Thanks. I'll try to port misaligned access to Linux AIO. Also I'll add some 
comments on code to avoid somebody do the same mistache I did.
Mainly however -k qemu-img and aio=native in blockdev options are silently 
ignored if nocache is not enabled. Also I notice that combining XFS, Linux AIO, 
O_DIRECT and O_DSYNC give impressive performance but currently there is no way 
to specify all that flags together cause nocache enable O_DIRECT while O_DSYNC 
is enabled with writethrough.

Frediano


Re: [Qemu-devel] [PATCH 1/2] linux aio: support flush operation

2011-07-27 Thread Christoph Hellwig
On Wed, Jul 27, 2011 at 09:52:51PM +0200, Frediano Ziglio wrote:
  
 
 Yes! Not at kernel level :-)

In that case we have a bad error handling problem somewhere in qemu.
the IOCB_CMD_FDSYNC aio opcode will always return EINVAL currently,
and we really should have cought that somewhere in qemu.

 Thanks. I'll try to port misaligned access to Linux AIO. Also I'll add some 
 comments on code to avoid somebody do the same mistache I did.

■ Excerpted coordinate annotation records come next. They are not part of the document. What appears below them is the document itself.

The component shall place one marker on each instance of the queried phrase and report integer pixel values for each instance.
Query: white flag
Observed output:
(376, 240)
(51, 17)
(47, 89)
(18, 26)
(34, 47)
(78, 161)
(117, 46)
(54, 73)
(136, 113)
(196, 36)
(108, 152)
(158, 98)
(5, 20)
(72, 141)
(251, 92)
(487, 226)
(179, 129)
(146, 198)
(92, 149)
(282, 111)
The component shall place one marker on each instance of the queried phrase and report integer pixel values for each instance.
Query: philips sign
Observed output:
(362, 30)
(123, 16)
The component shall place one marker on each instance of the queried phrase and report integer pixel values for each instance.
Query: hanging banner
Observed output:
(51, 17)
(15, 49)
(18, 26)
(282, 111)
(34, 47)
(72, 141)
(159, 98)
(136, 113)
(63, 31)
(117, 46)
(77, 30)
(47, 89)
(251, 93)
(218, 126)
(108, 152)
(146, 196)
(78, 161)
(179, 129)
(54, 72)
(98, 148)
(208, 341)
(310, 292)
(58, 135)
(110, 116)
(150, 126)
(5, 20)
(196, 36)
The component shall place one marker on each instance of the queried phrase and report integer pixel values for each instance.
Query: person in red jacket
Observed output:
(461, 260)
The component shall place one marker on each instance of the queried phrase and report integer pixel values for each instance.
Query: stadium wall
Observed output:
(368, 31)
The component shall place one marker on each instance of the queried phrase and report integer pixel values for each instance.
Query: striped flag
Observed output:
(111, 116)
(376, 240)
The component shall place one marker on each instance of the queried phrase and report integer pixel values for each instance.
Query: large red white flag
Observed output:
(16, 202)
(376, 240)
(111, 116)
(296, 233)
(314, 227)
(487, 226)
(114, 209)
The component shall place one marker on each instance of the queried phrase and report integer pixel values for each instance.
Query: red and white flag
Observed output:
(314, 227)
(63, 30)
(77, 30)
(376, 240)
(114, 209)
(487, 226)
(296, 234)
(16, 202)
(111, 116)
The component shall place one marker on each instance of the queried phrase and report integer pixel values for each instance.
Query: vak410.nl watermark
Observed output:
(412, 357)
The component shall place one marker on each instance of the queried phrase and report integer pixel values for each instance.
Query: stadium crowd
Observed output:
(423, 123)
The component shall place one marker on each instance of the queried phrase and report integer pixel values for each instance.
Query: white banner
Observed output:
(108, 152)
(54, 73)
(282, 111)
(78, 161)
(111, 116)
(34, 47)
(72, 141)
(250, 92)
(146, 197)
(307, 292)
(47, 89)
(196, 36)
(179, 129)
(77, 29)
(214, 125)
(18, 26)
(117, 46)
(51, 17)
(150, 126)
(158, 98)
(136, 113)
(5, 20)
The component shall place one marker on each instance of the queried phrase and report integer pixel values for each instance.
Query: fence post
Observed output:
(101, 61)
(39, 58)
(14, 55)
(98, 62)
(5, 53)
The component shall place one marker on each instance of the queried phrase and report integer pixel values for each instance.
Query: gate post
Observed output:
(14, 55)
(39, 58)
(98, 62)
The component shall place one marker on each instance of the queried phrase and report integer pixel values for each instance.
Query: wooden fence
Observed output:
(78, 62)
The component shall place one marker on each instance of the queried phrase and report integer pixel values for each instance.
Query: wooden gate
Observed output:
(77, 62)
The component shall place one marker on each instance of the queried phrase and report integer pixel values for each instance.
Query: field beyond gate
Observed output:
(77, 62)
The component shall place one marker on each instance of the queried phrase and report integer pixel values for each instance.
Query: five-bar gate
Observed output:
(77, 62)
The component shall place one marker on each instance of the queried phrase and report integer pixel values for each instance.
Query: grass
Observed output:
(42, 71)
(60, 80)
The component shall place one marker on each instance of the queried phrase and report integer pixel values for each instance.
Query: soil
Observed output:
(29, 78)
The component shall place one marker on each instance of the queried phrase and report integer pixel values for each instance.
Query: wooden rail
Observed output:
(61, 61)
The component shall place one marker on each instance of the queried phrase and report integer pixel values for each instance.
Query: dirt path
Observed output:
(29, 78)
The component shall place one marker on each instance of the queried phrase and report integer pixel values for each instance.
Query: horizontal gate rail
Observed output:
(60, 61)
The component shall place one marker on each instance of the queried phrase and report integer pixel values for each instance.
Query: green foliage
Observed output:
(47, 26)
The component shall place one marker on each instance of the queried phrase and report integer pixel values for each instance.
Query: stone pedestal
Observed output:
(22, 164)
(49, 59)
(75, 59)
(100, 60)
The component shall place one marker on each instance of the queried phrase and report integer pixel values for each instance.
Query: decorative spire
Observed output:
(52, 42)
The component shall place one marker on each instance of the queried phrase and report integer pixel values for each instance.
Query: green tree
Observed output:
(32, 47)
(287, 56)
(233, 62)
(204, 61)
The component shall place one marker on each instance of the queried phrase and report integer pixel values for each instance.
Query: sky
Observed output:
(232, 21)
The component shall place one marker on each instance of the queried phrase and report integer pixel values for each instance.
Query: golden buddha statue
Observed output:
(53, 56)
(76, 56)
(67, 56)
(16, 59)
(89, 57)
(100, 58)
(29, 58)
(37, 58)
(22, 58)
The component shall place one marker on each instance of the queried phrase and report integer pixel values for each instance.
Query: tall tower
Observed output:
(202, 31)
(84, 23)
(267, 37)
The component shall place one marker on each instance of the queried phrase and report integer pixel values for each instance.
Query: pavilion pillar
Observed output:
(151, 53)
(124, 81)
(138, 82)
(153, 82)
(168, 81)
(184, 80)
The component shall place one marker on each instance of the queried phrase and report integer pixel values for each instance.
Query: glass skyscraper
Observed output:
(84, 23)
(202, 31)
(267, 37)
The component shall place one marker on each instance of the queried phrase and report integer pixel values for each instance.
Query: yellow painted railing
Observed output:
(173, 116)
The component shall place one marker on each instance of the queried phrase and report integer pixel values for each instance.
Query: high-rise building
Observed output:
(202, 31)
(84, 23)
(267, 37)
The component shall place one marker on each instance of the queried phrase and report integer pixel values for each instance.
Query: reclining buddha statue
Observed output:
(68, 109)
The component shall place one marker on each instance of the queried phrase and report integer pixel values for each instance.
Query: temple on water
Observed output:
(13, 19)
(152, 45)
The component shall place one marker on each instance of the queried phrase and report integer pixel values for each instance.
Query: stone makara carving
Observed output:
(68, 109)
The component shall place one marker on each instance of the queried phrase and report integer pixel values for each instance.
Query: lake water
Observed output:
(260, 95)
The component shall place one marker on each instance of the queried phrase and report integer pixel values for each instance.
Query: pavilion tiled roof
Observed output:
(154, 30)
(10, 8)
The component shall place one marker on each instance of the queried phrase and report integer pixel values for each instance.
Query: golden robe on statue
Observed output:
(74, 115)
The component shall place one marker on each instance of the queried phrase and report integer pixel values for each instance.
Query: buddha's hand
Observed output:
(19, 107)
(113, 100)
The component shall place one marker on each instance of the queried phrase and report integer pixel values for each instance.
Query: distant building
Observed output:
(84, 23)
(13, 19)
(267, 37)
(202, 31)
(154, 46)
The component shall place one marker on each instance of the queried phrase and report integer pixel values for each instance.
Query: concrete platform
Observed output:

It's direct I/O code in general that doesn't handle misaligned access.
Given that we should never get misaligned I/O from guests I just didn't
bother duplicating the read-modify-write code for that code path as well.

 Mainly however -k qemu-img and aio=native in blockdev options are silently 
 ignored if nocache is not enabled.

Maybe we should indeed error out instead.  Care to prepare a patch for that?

 Also I notice that combining XFS, Linux AIO, O_DIRECT and O_DSYNC give 
 impressive performance but currently there is no way to specify all that 
 flags together cause nocache enable O_DIRECT while O_DSYNC is enabled with 
 writethrough.

Indeed.  This has come up a few times, and actually is a mostly trivial
task.  Maybe we should give up waiting for -blockdev and separate cache
mode settings and allow a nocache-writethrough or similar mode now?  It's
going to be around 10 lines of code + documentation.